Lee Felsenstein  described  Community Memory as a product of countercultural ideals and contexts and as an epitome of the idea that communication technology makes users into producers of information. His work is premised on the principle that if one succeeds in establishing a more manageable system of communication, where every participant has equal access to the means of producing communication flows, and gains personal control over them, the social system sustained by these flows will become more « communitarian, » i.e., will make people want to connect to other people. As he put it, in a computer conferencing environment: « People do NOT want to be subjected to centralized information. They DO want to be able to explore the social space”. This vision became partly true with the emergence of best players as Facebook or Google. Among the 47 millions of French websurfers, about 80% of them visit social networking sites, with a permanent increase in term of time spending. For instance, a half of daily Facebook members connect and spent about 60 min per day on the network. Social networks monopolize the daily media consumption uses.

However, the global village is a smoke-screen. Hierarchical control and centralization are, in the given production and diffusion context, still a reality. Even if the emerging markets are in love with social media, the most part of information on social networks is still produced in western countries, by webservices with hegemonic positions as Facebook or Google. The interactions aren’t produced by the entire community. Some members are more active, as “influential bloggers”, than the majority of the community. Content producers generally represents 1 or 2% of the community members. Guy Debord criticized Marshal McLuhan vision, “Villages, unlike towns, have always been ruled by conformism, isolation, petty surveillance, boredom and repetitive malicious gossip about the same families.
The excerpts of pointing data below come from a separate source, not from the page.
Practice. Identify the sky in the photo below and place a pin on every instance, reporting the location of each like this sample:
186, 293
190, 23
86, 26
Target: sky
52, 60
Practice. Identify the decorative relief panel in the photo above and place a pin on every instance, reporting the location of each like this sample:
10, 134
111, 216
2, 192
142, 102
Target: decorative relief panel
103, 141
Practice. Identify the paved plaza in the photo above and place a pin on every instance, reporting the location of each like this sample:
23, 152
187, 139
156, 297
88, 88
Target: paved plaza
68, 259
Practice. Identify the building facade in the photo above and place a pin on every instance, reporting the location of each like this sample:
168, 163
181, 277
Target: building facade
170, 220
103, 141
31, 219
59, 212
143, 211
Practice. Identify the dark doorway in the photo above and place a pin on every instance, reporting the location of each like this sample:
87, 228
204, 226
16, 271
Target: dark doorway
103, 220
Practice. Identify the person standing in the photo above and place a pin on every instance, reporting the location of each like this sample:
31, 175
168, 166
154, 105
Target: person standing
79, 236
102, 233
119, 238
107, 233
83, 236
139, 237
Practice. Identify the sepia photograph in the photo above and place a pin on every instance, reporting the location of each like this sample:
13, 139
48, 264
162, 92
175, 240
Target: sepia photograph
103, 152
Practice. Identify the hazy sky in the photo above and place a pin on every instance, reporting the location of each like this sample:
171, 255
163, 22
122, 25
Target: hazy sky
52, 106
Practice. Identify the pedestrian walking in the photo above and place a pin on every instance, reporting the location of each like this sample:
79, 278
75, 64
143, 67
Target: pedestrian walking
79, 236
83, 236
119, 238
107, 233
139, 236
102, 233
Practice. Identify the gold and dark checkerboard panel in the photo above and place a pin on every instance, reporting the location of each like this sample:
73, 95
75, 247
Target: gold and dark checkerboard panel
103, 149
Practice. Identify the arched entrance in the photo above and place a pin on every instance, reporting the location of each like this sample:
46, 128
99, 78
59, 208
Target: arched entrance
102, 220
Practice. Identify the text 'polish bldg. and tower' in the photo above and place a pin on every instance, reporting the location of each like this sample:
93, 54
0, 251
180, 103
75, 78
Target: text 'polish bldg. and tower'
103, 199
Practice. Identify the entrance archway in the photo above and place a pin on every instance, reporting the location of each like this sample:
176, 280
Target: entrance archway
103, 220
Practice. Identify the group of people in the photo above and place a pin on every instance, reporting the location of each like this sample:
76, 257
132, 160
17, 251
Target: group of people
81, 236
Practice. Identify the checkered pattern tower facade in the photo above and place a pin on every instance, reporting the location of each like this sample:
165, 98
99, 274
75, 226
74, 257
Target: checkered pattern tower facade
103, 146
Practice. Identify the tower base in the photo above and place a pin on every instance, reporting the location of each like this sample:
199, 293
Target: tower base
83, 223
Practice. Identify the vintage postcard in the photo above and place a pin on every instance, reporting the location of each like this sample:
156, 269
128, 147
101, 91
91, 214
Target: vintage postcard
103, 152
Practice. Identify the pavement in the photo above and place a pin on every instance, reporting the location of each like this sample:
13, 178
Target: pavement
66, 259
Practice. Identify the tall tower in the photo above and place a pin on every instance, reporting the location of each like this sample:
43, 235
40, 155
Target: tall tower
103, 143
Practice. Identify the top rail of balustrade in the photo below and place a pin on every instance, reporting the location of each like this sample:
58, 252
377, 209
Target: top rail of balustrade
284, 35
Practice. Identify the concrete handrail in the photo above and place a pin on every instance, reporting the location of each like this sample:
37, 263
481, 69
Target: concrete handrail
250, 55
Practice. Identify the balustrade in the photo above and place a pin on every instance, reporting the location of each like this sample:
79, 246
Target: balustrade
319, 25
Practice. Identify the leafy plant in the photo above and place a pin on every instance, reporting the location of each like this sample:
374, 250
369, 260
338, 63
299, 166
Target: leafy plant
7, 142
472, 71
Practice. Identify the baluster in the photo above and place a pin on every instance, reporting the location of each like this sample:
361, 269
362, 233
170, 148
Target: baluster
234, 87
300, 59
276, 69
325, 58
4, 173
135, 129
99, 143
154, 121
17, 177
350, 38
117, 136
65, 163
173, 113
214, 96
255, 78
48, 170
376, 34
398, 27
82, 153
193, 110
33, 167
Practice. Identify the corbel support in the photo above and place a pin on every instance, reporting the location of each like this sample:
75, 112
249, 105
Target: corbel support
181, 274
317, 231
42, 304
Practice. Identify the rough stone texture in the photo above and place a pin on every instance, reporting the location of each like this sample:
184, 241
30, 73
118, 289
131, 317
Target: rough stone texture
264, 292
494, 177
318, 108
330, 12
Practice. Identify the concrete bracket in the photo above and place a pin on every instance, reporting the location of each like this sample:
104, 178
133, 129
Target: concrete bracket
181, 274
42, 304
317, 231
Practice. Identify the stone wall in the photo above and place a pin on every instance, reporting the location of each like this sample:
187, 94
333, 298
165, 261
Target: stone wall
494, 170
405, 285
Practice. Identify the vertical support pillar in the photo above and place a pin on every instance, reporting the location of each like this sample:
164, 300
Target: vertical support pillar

Which is a precise enough description of the global spectacle’s present vulgarity.”

Social network activity represents a new intelligence for retailers to monitor their businesses. For instance, on Facebook, the 850 millions active daily users interact with their average 145 friends and share more than 3.5 billion pieces of content (web links, news stories, blog posts, notes, photo albums, etc.) each week. It’s a huge amount of conversations that could be qualified to identify key brand influencers, to propose personal recommendations and enrich the CRM databases. Then, activities on networks will improve the buying experience on portal. As long as friend recommendations are more efficient than other communication channels, brands try to generate peer recommendations for their product through social media. Online media became the main prescription channel while the physical store remained the main purchase channel. However, there is a difference between brands vision of their online communities and real customers expectations. Customers expect material advantages of their interactions with brands, while the marketers generally think they want to be informed about new product. The online customer is basically responding to the same needs than the one who visit physical stores : he wants to make economy, try, evaluate and buy.

As an opportunity for brands, the best players of social networking market opened their source codes to third parties. They expect to enrich their services thanks to creative applications programmed by freelance developers and become essential web platforms by exporting their features and methods. It’s an opportunity for brands to access public data posted by social network users among a rich ecosystem of services on 4 main area:
–    Media consumption
–    Evaluation & selection of content / products & offers
–    Buying experience
–    Assistance

Speech was followed by usecases presentations.